E Donnarumma a chi lo diamo? I procuratori decidono

 

Un ampio servizio di Franco Vanni per  Repubblica, Affari & Finanza documenta il potere economico, e quindi decisionale, dei super procuratori i veri padroni del calcio. Sempre più ricchi e potenti, – si legge – i principali agenti dei giocatori in Europa condizionano la vita dei club e la loro storia sportiva. Una crescita d’ influenza evidente anche in Italia, confermata dai dati Figc sulle provvigioni pagate dai 20 club di Serie A negli anni. Nel 2015 gli agenti si sono spartiti 84,4 milioni di euro. Nel 2019, ultimo anno pre-Covid, ne hanno incassati 187,8. Più del doppio.

E anche nel 2020, annus horribilis per il pianeta per il pallone, la contrazione delle prebende a procuratori e intermediari è stata meno che proporzionale rispetto al calo dei volumi del calciomercato, e dei ricavi dei club: per la stagione calcistica 2019/2020 Deloitte stima un crollo di fatturato del 12 per cento per le maggiori società europee rispetto al 2018/19. Se è vero che non tutti i procuratori sono ricchi – la maggioranza degli agenti Fifa in Italia dichiara redditi da piccolo artigiano – i più ricchi lo sono sempre di più.

 Nella classifica di Forbes degli agenti sportivi più potenti al mondo, tre dei primi cinque lavorano nel calcio. Il più influente in assoluto, dal 2019, è l’ inglese Jonathan Barnett. La sua agenzia Stellar Group, con più di 200 calciatori rappresentati e quasi altrettanti fra dipendenti e collaboratori, nel 2020 ha chiuso affari per 1,4 miliardi di dollari, incassando 142 milioni in commissioni. Dati in crescita del 10 per cento rispetto al 2019, nonostante la crisi globale. Fra gli altri, Barnett rappresenta Gareth Bale e il portiere juventino Wojciech Szczesny.

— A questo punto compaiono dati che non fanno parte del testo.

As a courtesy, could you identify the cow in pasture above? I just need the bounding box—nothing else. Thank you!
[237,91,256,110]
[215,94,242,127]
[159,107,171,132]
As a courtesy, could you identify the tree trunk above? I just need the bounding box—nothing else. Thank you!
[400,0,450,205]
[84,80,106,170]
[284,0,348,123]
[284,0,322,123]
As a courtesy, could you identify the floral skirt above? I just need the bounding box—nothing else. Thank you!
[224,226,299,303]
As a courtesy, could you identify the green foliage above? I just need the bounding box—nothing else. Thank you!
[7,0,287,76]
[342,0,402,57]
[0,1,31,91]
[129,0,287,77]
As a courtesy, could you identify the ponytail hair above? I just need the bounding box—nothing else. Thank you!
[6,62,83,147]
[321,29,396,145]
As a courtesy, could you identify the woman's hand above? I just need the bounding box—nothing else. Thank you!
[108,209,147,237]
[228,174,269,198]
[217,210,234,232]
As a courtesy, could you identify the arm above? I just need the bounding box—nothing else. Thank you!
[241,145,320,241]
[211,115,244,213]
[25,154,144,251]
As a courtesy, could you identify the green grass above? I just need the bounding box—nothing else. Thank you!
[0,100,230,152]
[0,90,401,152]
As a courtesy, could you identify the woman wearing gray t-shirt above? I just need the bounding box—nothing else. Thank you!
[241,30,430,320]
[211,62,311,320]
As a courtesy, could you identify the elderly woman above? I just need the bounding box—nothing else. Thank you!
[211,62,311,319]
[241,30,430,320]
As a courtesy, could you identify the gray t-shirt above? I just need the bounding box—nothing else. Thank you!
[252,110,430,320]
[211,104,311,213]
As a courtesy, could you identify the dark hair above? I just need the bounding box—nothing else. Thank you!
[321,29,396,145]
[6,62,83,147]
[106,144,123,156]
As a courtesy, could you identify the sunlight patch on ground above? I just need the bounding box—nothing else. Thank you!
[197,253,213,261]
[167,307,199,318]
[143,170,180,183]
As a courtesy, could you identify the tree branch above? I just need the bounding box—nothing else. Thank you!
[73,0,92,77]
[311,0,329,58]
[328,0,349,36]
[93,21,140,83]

Il secondo fra i paperoni del player trading nel calcio è Jorge Mendes, procuratore di Cristiano Ronaldo e direttore sportivo de facto del club inglese Wolverhampton, in cui gestisce i cartellini di 8 giocatori. Poi viene Mino Raiola, originario di Angri in Campania e cresciuto in Olanda, prototipo dell’ uomo che s’ è fatto da solo. Partito come tuttofare per calciatori delle serie minori olandesi – accompagnava i suoi assistiti al campo d’ allenamento e si occupava anche delle zanzariere di casa – oggi negozia in sette lingue diverse transazioni rocambolesche. Ne sanno qualcosa i tifosi del Milan, che da mesi seguono con apprensione la trattativa per il rinnovo del contratto del portiere Gigio Donnarumma.